Published on September 11, 2007 at 5:19pm

The iconically maudlin tune "Get Together" provides both the title of this comp and its bookending tracks. The first instance of the song is Dino Valenti's sweetly naive 1963 original, and the Youngbloods' well-known cover closes the four-disc set. Take that for what you will, because I think we're all a little exhausted from an entire summer of What It All Meant bromides and dueling anniversary concerts and panel discussions re: the Summer of Love. Until recently there was a Gap store at Haight and Ashbury: that's ultimately What It All Meant.

So on to Rhino's San Francisco Nuggets comp, which is a satisfyingly broad survey of all the prefixes Bay Area musicians appended to "rock" between 1965 and 1970: psych, folk, Latin, pop, soul, Eastern. It seems like a violation of the Nuggets spirit when moldy oldies like Santana's "Evil Ways" or Janis Joplin's "Mercedes Benz" break up the hit parade of obscurities, but there are enough also-rans to get you through the inevitable "White Rabbit."

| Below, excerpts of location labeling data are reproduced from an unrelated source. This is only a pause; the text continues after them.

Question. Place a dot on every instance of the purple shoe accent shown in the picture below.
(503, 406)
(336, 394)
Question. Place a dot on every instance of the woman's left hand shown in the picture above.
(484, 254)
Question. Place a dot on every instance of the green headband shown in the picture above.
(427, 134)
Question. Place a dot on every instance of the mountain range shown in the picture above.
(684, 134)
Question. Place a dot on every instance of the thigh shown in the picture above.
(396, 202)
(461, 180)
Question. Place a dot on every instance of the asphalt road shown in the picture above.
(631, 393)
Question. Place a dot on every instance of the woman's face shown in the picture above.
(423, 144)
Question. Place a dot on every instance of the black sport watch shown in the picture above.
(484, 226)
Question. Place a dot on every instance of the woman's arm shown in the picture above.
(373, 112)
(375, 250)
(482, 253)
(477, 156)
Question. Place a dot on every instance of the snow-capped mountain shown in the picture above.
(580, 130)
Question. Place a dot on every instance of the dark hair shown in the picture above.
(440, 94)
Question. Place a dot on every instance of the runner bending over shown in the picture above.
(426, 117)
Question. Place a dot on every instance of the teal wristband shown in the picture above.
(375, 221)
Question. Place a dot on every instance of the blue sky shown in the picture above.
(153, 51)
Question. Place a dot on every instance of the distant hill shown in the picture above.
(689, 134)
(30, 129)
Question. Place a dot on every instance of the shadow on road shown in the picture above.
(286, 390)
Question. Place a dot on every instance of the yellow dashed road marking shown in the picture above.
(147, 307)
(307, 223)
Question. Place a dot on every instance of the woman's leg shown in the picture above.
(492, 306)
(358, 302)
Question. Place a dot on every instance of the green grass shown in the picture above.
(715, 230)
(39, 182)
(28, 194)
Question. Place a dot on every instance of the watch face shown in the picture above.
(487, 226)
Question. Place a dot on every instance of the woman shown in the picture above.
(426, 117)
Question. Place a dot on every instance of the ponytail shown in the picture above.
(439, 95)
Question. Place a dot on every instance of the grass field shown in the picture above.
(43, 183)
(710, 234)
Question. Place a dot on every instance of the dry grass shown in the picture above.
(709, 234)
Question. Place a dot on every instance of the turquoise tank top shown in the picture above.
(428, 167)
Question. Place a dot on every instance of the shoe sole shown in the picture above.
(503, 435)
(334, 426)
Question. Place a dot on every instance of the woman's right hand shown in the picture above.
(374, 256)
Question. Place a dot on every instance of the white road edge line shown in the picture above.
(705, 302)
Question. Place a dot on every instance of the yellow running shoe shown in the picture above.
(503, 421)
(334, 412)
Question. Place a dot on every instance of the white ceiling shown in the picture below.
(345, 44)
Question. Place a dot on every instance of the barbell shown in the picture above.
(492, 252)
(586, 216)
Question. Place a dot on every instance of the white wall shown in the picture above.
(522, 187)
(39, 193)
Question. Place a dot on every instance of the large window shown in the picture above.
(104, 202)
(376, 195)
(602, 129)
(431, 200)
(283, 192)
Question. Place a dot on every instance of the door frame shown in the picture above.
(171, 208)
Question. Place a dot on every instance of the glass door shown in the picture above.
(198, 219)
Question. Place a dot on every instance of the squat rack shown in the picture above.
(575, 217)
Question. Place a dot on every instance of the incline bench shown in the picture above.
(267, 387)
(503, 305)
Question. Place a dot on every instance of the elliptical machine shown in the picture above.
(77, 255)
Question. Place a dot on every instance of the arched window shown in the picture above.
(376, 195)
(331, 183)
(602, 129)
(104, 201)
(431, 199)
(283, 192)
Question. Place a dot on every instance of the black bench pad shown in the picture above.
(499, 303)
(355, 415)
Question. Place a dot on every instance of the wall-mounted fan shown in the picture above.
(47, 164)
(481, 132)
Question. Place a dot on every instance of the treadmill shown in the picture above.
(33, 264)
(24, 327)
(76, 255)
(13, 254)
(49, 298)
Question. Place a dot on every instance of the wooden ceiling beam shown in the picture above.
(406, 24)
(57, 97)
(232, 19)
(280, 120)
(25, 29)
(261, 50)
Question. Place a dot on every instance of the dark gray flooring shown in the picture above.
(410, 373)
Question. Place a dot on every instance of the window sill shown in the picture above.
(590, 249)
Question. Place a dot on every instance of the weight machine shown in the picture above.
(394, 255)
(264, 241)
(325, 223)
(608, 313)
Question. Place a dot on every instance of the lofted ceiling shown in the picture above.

Unearthed gems on the 77-song comp include Teddy and His Patches' goofy, Zappa-inspired freak-out "Suzy Creamcheese," Country Weather's wistful, country-garage jammer "Fly to New York," and the lady-fronted R&B act the Loading Zone, with a theatrically dark wailer called "The Bells." What It All Means is $65 out of your wallet; not a bad price for a thorough tour of the actual sounds of '69.